"You're asking me to save your life."
L'inspiration se niche parfois dans des lieux bien insolites. C'est en passant par une halle au poisson tokyoïte (celle célèbre de Tsukiji ?) qu'Isabel Coixet a en effet trouvé l'idée de son septième long métrage de fiction pour le cinéma. Premier film financé par son compatriote catalan Jaume Roures (co-producteur des trois derniers Woody Allen), Map of the Sounds of Tokyo est un drame romanesque, à la fois charmeur et intrigant. Moins percutant toutefois que ne l'étaient l'adaptation My Life Without Me et le précédent scénario original La Vida secreta de las palabras. Ce candidat à la "Palme" du 62e Festival de Cannes ne va pas non plus au bout de ses intention et ambition.
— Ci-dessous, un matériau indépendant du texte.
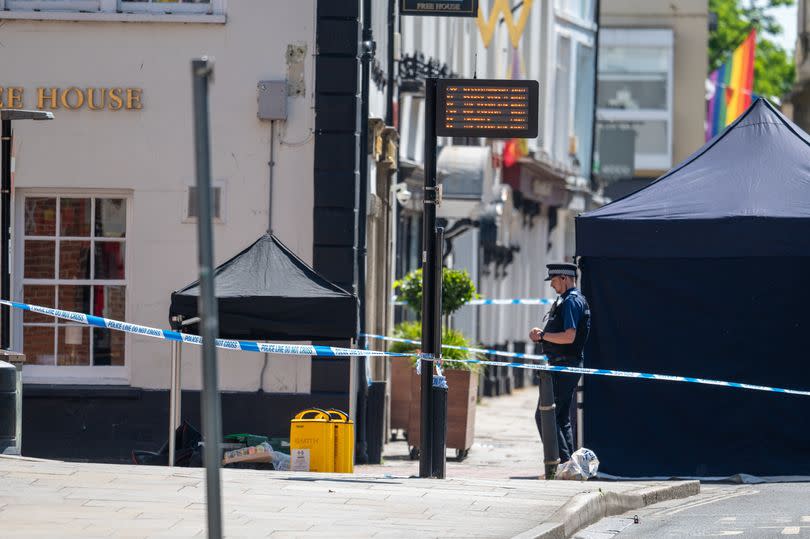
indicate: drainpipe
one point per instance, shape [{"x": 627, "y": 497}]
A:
[
  {"x": 596, "y": 17},
  {"x": 367, "y": 53}
]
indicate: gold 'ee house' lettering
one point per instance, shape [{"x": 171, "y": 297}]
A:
[{"x": 75, "y": 98}]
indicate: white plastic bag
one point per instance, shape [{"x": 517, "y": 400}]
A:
[{"x": 582, "y": 466}]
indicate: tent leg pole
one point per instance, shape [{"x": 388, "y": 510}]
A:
[{"x": 174, "y": 411}]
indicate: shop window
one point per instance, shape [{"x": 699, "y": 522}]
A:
[
  {"x": 74, "y": 259},
  {"x": 634, "y": 94}
]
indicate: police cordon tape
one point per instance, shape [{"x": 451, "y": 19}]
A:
[
  {"x": 226, "y": 344},
  {"x": 519, "y": 301},
  {"x": 333, "y": 351},
  {"x": 503, "y": 353},
  {"x": 583, "y": 370}
]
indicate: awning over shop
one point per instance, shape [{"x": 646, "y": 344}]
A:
[{"x": 267, "y": 293}]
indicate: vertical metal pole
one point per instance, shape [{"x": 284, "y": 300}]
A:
[
  {"x": 438, "y": 394},
  {"x": 5, "y": 234},
  {"x": 428, "y": 279},
  {"x": 173, "y": 402},
  {"x": 201, "y": 72}
]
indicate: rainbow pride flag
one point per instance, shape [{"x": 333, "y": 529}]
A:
[{"x": 731, "y": 86}]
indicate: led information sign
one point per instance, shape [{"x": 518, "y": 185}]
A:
[
  {"x": 450, "y": 8},
  {"x": 487, "y": 108}
]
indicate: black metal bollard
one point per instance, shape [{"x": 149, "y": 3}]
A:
[
  {"x": 375, "y": 419},
  {"x": 8, "y": 408},
  {"x": 439, "y": 395},
  {"x": 548, "y": 420}
]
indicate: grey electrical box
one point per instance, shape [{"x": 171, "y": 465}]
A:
[{"x": 272, "y": 100}]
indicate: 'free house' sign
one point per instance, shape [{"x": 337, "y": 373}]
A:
[
  {"x": 450, "y": 8},
  {"x": 487, "y": 108}
]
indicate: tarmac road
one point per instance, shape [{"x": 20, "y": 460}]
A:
[{"x": 765, "y": 510}]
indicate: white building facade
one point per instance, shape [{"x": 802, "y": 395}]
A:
[{"x": 104, "y": 207}]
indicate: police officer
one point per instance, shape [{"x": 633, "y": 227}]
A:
[{"x": 563, "y": 341}]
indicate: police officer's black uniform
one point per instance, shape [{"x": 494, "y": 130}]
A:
[{"x": 569, "y": 355}]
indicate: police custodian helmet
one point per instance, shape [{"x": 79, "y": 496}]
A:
[{"x": 564, "y": 269}]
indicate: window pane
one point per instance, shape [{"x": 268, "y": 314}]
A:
[
  {"x": 75, "y": 216},
  {"x": 111, "y": 217},
  {"x": 74, "y": 298},
  {"x": 109, "y": 260},
  {"x": 39, "y": 259},
  {"x": 38, "y": 345},
  {"x": 74, "y": 260},
  {"x": 108, "y": 347},
  {"x": 631, "y": 93},
  {"x": 651, "y": 136},
  {"x": 44, "y": 296},
  {"x": 74, "y": 345},
  {"x": 633, "y": 59},
  {"x": 40, "y": 216},
  {"x": 109, "y": 302}
]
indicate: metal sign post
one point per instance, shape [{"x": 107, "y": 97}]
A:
[
  {"x": 430, "y": 316},
  {"x": 484, "y": 108},
  {"x": 202, "y": 71}
]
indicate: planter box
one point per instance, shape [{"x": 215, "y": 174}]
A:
[
  {"x": 462, "y": 395},
  {"x": 401, "y": 372}
]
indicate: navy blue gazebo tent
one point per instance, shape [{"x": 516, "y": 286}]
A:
[{"x": 704, "y": 273}]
En plein singulier repas d'affaire, M. Nagara apprend par un appel téléphonique le suicide de sa fille. Effondré par ce décès qu'il impute de manière irrationnelle à David, le fiancé de Midori, le chef d'entreprise demande à son adjoint de l'assassiner. Ishida engage Ryu, jeune femme solitaire, tueuse occasionnelle et employée de nuit dans un des marchés au poisson de Tokyo. Munie d'une photographie de la victime, elle retrouve assez vite le Barcelonais installé au Japon, propriétaire d'une boutique de vins fins. Touchée par la généreuse gentillesse de David, Ruy accepte son invitation à dîner puis celle de l'accompagner dans la chambre d'un rabu hoteru où il avait l'habitude d'emmener Midori.
Un cinquième point de vue, ou plutôt d'écoute, celui du narrateur (preneur de son) s'immisce parfois illogiquement dans ce récit qui brouille volontiers les pistes initiales. Sans que l'on sache jamais si son témoignage justifie vraiment le choix du titre. Qu'elle le veuille ou non, Isabel Coixet ne porte qu'un regard exogène, distancié (touristique ?) sur Tokyo, les mœurs de ses habitants mais aussi sur l'histoire à plusieurs bandes qu'elle met en scène en négligeant certaines transitions. La cinéaste n'a pas non plus le talent d'un Wenders pour illustrer la mélancolie des errances urbaines ou celui d'un Wong Kar-wai en matière de sensualité érotique. Pourtant, de façon presque indéfinissable, Map of the Sounds of Tokyo ne laisse pas insensible. Est-ce cette étrange imbrication du malheur et du bonheur, des cultures, incarnées ici par Rinko Kikuchi (titulaire d'un second rôle remarqué dans Babel) et Sergi López, moins étrangères qu'il n'y paraitrait ? Ou les qualités visuelles (belle photographie du complice Jean-Claude Larrieu) et sonores (récompensées à Cannes par un "Prix Vulcain" de l'artiste-technicien décerné par la C.S.T*) ? Qu'importe (le flacon pourvu qu'on ait une douce ivresse) ! Le plaisir cinéphile n'est pas toujours rationnel.